Chris Matthews apologizes to Bernie Sanders for Nazi analogy: 'I was wrong'


MSNBC host Chris Matthews issued an apology to Sen. Bernie Sanders on his program Monday, two days after comparing the self-described democratic socialist’s surging campaign for the Democratic presidential nomination to Nazi Germany’s conquest of Europe at the start of World War II.

“Before getting into tonight’s news, I want to say something quite important and personal,” Matthews said at the top of his nightly “Hardball” show. “As I watched the one-sided results of Saturday's Democratic caucus in Nevada, I reached for an historical analogy and used a bad one.

“Senator Sanders, I'm sorry for comparing anything from that tragic era in which so many suffered, especially the Jewish people, to an electoral result in which you were the well-deserved winner,” Matthews said. “This is going to be a hard-fought, heated campaign of ideas. And the days and weeks and months ahead, I'll strive to do a better job myself of elevating the political discussion.”

On Saturday night, Matthews said Sanders’s dominating victory in the Nevada caucuses over more mainstream rivals was comparable to Adolf Hitler’s invasion of France.

“I was reading last night about the fall of France in the summer of 1940,” Matthews said during MSNBC’s live coverage of the caucus returns. “And the general, Reynaud, calls up Churchill and says, ‘It’s over.’ And Churchill says, ‘How can that be? You’ve got the greatest army in Europe. How can it be over?’ He said, ‘It’s over.’”

If elected, Sanders would be America’s first Jewish president, yet Matthews’s remarks were the second time in as many weeks that an MSNBC host compared the campaign of the Democratic candidate, who himself lost relatives in the Holocaust to Nazi Germany, to the Nazis.

Bernie Sanders
Sen. Bernie Sanders takes the stage in El Paso, Texas, on Saturday. (Mike Segar/Reuters)

Earlier this month, “Meet the Press” host Chuck Todd read an article on the air comparing Sanders supporters to brownshirts, or Nazi storm troopers. Todd’s comments earned a condemnation from the Anti-Defamation League.

“As we enter a contentious campaign season, it is incumbent upon leaders & pundits to refrain from using offensive comparisons to the Holocaust,” wrote the organization on Twitter, linking to a story on Todd’s comments. “Doing so only diminishes the memories of the 6M Jews who were killed by Nazis & Nazi sympathizers.”

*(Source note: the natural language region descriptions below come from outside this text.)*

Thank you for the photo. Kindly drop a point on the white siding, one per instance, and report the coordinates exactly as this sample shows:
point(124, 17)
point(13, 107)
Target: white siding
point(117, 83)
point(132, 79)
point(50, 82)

Supporters of Sanders have been livid at the cable network’s coverage of the primary, singling out other hosts, as well. Nicole Wallace, who served as a White House and campaign staffer for President George W. Bush, was visibly frustrated as the caucus results were coming in, frequently citing the warnings of James Carville, the Democratic strategist who has been urging the party to unite against Sanders because he’d be a general-election disaster.

On Saturday night, Carville mused that Russian President Vladimir Putin was the “happiest person right now” because of the Sanders insurgency.

“I think it’s 1:15 Moscow time,” Carville said. “This thing is going very well for Vladimir Putin, I promise you. He’s probably staying up watching us right now. How ya doin’, Vlad?”

On Sunday, Anand Giridharadas, an MSNBC political analyst, called out both the network and Matthews on air for its coverage of Sanders.

“I think this is a wake-up moment for the American power establishment, for Michael Bloomberg, to those of us in the media, to the Democratic Party,” Giridharadas said. “Many in this establishment as they face the prospect of a Bernie Sanders nomination are like out of touch aristocrats in a dying aristocracy.”

“Why is Chris Matthews on this air talking about the victory of Bernie Sanders — who had kin murdered in the Holocaust — analogizing it to the Nazi conquest of France?” Giridharadas added. “The people who are stuck in an old way of thinking, in 20th-century frameworks, gulag thinking, are missing what's going on.”